Consider equation $I: x+y+z=46$ where $x, y$, and $z$ are positive integers, and equation $II: x+y+z+w=46$, where $x, y, z$, and $w$ are positive integers. Then $\textbf{(A)}\ \text{I can be solved in consecutive integers} \qquad \\ \textbf{(B)}\ \text{I can be solved in consecutive even integers} \qquad \\ \textbf{(C)}\ \text{II can be solved in consecutive integers} \qquad \\ \textbf{(D)}\ \text{II can be solved in consecutive even integers} \qquad \\ \textbf{(E)}\ \text{II can be solved in consecutive odd integers}$

## Solution

Consider each option, one at a time.

For option A, let $x=y-1$ and $z=y+1$. That means $3y=46$, so $y=\frac{46}{3}$. That is not an integer, so option A is eliminated.
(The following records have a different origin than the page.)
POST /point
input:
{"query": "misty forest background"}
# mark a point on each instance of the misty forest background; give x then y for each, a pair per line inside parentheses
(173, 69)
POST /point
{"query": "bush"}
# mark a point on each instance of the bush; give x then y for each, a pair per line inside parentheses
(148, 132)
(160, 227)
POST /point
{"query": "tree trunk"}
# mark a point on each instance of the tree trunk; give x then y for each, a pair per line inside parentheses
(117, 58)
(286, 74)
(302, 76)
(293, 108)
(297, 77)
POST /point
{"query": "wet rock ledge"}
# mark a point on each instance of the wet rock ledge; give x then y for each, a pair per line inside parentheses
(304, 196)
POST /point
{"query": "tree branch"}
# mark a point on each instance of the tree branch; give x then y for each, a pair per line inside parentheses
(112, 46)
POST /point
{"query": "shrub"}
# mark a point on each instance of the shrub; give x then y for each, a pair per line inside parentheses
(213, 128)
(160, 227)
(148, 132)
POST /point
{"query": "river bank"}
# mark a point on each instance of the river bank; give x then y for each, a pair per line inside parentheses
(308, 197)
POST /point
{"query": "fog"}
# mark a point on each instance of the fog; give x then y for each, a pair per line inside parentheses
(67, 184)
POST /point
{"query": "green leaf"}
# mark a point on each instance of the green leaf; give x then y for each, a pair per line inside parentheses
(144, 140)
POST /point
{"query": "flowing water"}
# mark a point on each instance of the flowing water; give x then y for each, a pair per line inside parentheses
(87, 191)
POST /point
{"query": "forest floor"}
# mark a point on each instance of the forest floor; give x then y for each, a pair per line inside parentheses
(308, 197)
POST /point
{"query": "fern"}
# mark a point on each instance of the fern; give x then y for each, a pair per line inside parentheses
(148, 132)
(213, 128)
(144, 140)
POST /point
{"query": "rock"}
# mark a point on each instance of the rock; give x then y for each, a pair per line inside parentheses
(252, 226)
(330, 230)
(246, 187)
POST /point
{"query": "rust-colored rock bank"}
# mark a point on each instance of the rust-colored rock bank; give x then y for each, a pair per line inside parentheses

For option B, let $x=y-2$ and $z=y+2$. That also means $3y=46$, so $y=\frac{46}{3}$. That is also not an integer, so option B is eliminated.

For option C, let $y=x+1$, $z=x+2$, and $w=x+3$. That means $4x+6=46$, so $x=10$. Option C works.

For options D and E, let $y=x+2$, $z=x+4$, and $w=x+6$. That means $4x+12=46$, so $x=\frac{17}{2}$. Since the result is not an integer, options D and E are eliminated.

Thus, the answer is $\boxed{\textbf{(C)}}$.